Fear Factory – Aggression Continuum


Fear Factory aurait pu tout simplement s’arrêter pour les raisons les plus insipides possible : des conflits légaux sur la propriété du groupe impliquant d’anciens membres. Au terme de quatre ans de batailles juridiques acharnées, Dino Cazares a fini par obtenir la possession du nom Fear Factory suite à un rachat, permettant la survie de l’entité. Cette dernière pouvait enfin sortir en toute tranquillité son dixième opus, Aggression Continuum, déjà en grande partie enregistré en 2017. C’était sans compter sur un ultime rebondissement : le chanteur et membre fondateur Burton C. Bell qui jette l’éponge, non sans égratigner le guitariste au passage. Difficile de faire la part des choses dans ce qui ressemble à un véritable sac de nœuds relationnel et juridique, alors le mieux est encore de s’en tenir à la musique. Aggression Continuum symbolise la fin d’une ère pour Fear Factory, dernier album qui permet à Burton C. Bell de s’illustrer au sein du groupe. Il est aussi paradoxalement synonyme d’une pulsion de vie. Fear Factory redouble d’intensité pour clamer haut et fort son intention de continuer, peu importe les entraves.

Fear Factory peut être considéré aujourd’hui comme un trio comprenant le guitariste Dino Cazares, le bassiste Tony Campos et Mike Heller à la batterie. Aggression Continuum profite effectivement des lignes de chant de Burton C. Bell et accueille Igor Khoroshev (ex-Yes) au clavier ainsi que Rhys Fulber en guise de collaborateur à la programmation sur deux titres. Dino Cazares a conservé les compositions réalisées en 2017, en décidant de procéder à des améliorations sonores, principalement avec l’enregistrement de batteries acoustiques pour remplacer les programmations rythmiques, ce qui l’a aussi poussé à faire de nouvelles prises de guitare et de basse. Fear Factory a de nouveau sollicité les services du producteur français Damien Rainaud et d’Andy Sneap pour le mix. En résulte une production reconnaissable entre mille avec ces sons de guitare chirurgicaux et froids propices à illustrer un monde gangrené par la technologie. Aggression Continuum s’inspire du contexte politique délétère de 2017 et ne jure évidemment pas avec la « dystopie » contemporaine. « Recode » honore la facette cinématographique du groupe en laissant un message enregistré d’une certaine résistance (façon John Connor dans Terminator Renaissance) sur un fond de cordes qui en vient à voler en éclats dès l’irruption des premiers riffs qui nous happent par leur puissance. Les claviers se chargent de conférer cette dimension hollywoodienne aux compositions. Burton C. Bell incarne toujours la dualité de la musique de Fear Factory, allant des cris/growls les plus abrupts qui ouvrent et jalonnent « Disruptor » aux élancées mélodiques qui imprègnent la seconde moitié d’« Aggression Continuum ». L’opus se plaît à jouer les équilibristes entre des extrêmes plus affirmés.
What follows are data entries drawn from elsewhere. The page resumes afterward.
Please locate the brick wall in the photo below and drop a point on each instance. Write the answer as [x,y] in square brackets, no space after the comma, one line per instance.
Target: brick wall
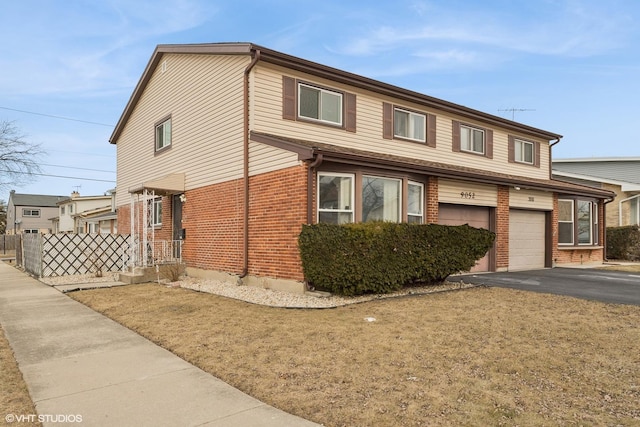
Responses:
[278,208]
[432,200]
[213,219]
[502,228]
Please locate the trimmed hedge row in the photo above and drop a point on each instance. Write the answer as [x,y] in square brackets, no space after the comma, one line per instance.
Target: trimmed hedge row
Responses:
[383,257]
[623,243]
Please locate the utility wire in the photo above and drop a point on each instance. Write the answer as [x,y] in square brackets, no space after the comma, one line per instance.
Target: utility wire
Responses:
[74,167]
[58,176]
[57,117]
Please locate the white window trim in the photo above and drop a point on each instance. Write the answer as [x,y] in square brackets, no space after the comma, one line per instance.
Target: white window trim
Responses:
[470,142]
[157,201]
[400,195]
[320,119]
[410,128]
[351,202]
[522,143]
[566,222]
[409,214]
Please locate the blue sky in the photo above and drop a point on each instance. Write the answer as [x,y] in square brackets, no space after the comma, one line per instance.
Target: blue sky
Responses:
[565,66]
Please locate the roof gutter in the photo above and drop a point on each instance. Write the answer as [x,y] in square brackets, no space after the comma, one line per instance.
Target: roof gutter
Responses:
[245,236]
[310,168]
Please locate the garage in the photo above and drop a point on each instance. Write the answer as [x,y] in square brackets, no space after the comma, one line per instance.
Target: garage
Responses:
[526,239]
[475,216]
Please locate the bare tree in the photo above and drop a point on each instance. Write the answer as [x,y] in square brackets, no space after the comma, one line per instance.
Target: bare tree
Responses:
[18,157]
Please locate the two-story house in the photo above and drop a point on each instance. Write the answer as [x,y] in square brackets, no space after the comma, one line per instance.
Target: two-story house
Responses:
[233,146]
[84,214]
[31,213]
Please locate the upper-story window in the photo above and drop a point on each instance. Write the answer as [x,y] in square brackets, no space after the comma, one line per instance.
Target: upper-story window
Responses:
[163,134]
[309,102]
[410,125]
[319,104]
[524,151]
[403,123]
[472,139]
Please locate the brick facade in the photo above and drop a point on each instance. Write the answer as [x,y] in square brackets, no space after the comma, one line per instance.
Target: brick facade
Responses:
[502,229]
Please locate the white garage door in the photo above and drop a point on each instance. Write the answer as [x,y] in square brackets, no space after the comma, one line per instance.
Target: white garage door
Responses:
[526,240]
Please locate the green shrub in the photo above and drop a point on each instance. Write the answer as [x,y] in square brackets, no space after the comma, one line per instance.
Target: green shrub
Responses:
[623,243]
[383,257]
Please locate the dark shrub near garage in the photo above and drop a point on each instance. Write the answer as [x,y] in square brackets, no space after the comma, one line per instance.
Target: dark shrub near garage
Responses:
[623,243]
[383,257]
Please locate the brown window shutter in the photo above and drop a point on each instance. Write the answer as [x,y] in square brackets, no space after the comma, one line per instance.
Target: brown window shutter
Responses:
[431,130]
[387,120]
[455,132]
[288,98]
[512,149]
[350,107]
[488,141]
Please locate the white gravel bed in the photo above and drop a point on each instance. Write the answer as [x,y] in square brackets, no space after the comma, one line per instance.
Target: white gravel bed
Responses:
[262,296]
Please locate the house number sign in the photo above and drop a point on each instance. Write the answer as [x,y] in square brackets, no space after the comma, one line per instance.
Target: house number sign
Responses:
[467,195]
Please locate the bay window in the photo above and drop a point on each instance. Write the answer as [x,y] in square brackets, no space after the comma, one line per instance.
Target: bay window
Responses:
[354,197]
[577,222]
[335,198]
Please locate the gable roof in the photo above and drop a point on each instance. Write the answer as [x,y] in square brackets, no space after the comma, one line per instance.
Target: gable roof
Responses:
[311,149]
[37,200]
[259,53]
[611,169]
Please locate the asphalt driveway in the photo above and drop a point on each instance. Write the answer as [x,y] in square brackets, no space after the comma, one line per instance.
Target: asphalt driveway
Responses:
[608,286]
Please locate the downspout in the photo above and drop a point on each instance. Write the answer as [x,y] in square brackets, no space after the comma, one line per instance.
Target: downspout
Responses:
[551,157]
[317,162]
[247,71]
[604,228]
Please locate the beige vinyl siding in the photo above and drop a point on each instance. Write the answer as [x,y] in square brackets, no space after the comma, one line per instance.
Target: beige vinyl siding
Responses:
[467,193]
[204,96]
[264,158]
[530,199]
[268,119]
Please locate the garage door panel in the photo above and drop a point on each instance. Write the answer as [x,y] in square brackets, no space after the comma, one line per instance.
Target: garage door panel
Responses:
[527,246]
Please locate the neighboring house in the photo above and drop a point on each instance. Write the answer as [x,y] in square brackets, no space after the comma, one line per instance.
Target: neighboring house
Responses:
[31,213]
[618,174]
[232,147]
[86,214]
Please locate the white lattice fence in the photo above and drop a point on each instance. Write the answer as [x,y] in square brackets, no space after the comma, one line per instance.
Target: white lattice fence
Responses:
[32,254]
[68,254]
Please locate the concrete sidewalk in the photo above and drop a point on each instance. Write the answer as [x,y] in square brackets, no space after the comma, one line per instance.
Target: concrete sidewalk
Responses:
[78,362]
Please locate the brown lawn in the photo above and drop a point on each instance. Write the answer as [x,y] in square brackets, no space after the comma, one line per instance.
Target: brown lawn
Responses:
[482,356]
[14,396]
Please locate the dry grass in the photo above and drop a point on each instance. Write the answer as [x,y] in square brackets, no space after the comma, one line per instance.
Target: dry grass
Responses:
[14,396]
[483,356]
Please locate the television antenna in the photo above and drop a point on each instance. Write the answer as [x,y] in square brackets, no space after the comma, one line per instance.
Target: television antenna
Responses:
[513,111]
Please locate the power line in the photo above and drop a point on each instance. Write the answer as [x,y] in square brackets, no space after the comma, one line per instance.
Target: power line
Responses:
[59,176]
[56,117]
[74,167]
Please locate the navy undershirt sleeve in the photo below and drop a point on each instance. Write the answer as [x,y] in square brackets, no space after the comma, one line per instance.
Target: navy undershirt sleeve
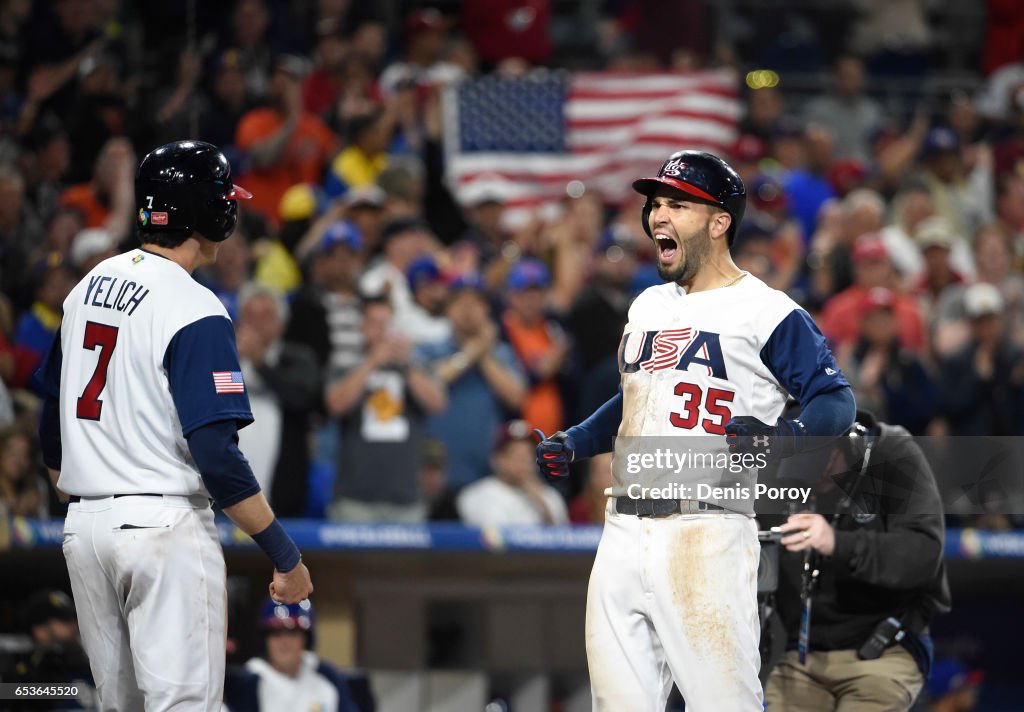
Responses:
[49,420]
[194,355]
[596,434]
[225,471]
[799,358]
[828,414]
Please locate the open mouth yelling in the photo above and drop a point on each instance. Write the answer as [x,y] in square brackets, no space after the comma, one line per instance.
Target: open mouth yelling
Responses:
[667,248]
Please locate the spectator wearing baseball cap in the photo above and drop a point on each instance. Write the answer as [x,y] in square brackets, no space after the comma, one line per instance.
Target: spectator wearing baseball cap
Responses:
[540,342]
[841,317]
[965,197]
[982,383]
[936,241]
[284,144]
[483,377]
[366,154]
[327,313]
[422,68]
[382,406]
[768,209]
[848,110]
[365,208]
[425,322]
[402,240]
[886,378]
[514,494]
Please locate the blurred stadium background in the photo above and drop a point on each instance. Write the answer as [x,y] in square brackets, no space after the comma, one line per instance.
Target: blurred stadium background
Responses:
[468,164]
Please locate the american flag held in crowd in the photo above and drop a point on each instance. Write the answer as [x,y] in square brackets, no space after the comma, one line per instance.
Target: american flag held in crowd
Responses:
[526,138]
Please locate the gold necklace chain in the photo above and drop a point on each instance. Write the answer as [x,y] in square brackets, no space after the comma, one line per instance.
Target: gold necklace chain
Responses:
[741,276]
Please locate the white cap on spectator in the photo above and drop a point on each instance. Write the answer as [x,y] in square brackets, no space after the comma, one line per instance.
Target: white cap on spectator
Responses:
[487,189]
[935,232]
[90,243]
[982,299]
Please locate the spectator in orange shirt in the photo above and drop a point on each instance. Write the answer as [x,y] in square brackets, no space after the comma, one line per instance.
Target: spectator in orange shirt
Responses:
[283,143]
[539,342]
[842,315]
[108,200]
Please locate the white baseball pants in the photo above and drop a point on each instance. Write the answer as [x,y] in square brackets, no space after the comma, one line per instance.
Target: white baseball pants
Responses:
[675,598]
[148,580]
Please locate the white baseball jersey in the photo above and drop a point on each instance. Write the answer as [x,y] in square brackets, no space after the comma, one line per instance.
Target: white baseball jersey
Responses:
[146,357]
[689,363]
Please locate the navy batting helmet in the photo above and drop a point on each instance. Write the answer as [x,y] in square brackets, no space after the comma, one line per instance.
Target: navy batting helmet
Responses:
[702,176]
[185,187]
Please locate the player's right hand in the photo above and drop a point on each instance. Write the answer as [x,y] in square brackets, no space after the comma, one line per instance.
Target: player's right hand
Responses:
[293,586]
[554,454]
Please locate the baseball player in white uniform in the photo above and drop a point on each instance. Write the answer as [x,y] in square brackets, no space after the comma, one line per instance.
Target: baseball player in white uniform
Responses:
[139,428]
[707,361]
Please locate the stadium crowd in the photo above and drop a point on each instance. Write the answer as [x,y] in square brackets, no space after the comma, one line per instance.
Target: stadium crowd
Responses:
[399,345]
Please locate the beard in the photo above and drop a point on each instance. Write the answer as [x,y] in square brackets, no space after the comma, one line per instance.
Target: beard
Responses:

Fear Factory se permet néanmoins quelques incartades, à l’instar d’un « Purity » à l’esprit presque heavy rock et qui n’hésite pas à rendre ses rythmiques moins austères. Des velléités très vite contrebalancées par le metal robotique et frénétique – voire carrément bourrin quand Burton s’époumone à hurler « I hate everything » – de « Fuel Injected Suicide Machine ». Parfois Fear Factory alourdit son propos pour se rapprocher des productions djent actuelles via « Collapse ». Le groupe met cependant un point d’honneur à conserver sa brutalité sans concessions en profitant d’un Burton C. Bell habité. Ce dernier en vient même à surpasser en intensité les autres musiciens par ses cris martelés à outrance, scandant ses paroles comme un possédé jusqu’à l’égosillement. Toutefois, malgré cette agressivité présumée, Fear Factory cherche toujours à « ouvrir » ses compositions, ne serait-ce qu’un instant. La brutalité de « Fuel Injected Suicide Machine » est elle-même nuancée par un refrain, un break et un final aux consonances étonnamment optimistes. « Cognitive Dissonance » multiplie certes les riffs rouleau-compresseur mais laisse s’immiscer des arpèges mélodiques en gage de relief. Comme si Fear Factory se refusait à abandonner complètement l’humain bientôt phagocyté par la technologie. « End Of Line » souligne davantage ces plages plus sensibles en allant jusqu’à autoriser Burton C. Bell à effectuer quelques crescendos de voix claire.

Aggression Continuum s’inscrit pleinement dans l’univers machiniste post-apocalyptique de Fear Factory. Dino Cazares a raison en prétendant qu’il explore le versant le plus agressif du groupe. Pourtant Fear Factory n’abandonne pas l’organique/mélodique, comme s’il voulait mettre en scène un semblant de résistance face à la croissance d’une technologie oppressante. Violent et conscient en somme. Les qualités d’Aggression Continuum, dont la prestation de Burton C. Bell fait partie, laissent cependant un arrière-goût amer puisqu’il faudra désormais compter sans le chanteur. Espérons tout de même que le travail réalisé sur cet opus servira d’étalon pour le nouveau chapitre qui s’ouvre à présent.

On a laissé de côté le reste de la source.